Australian rugby league player

Billy Stokes was an Australian professional rugby league footballer of the 1940s. He played 5 seasons in the New South Wales Rugby League Premiership - all for South Sydney. He was also the father of former 1960s rugby league player Bill Stokes (who also played for South Sydney).

== Playing career ==
Stokes made his professional rugby league debut in round 12 of 1940 versus Newtown. He kicked a goal, but his side lost 8-37. The following round, he kicked two goals in Souths' 24-22 win over Canterbury-Bankstown. In Round 14, Stokes scored the first try of his career in a win against North Sydney. He also kicked three goals that game, totaling nine points. He finished the season with 1 try and 6 goals (15 points) in 3 appearances.

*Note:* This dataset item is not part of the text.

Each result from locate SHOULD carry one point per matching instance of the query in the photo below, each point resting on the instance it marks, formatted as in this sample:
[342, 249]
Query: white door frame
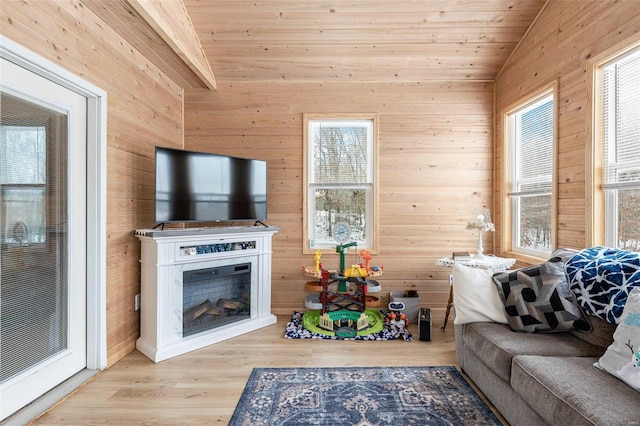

Stokes did not play much of 1941, only making two appearances. He did not score that season, playing in double-digit losses to Balmain Tigers (Round 13) and the Western Suburbs Magpies (Round 14).

He played nine games in 1942, scoring a try in the second round against Western Suburbs. Stokes also made an appearance in the City Cup, though Souths lost to the St. George Dragons 24-10. Newtown won the City Cup that year.

Stokes did not play the following season. He opened the 1944 season however, with a 5-goal performance in a win against St. George. This time, he played fullback for the whole season - a position he played throughout 1942. He kicked 5 more goals by the season's end, finishing with 10 goals in 5 appearances.

1945 turned out to be Stokes' final season. He played fullback for the first half of the season, before transitioning to five-eighth in his final games. Round 14 - the last round of the season was Stokes' final game. His team was against Balmain, losing 12-29.

He finished his career with a respectable 2 tries and 21 goals in 26 appearances.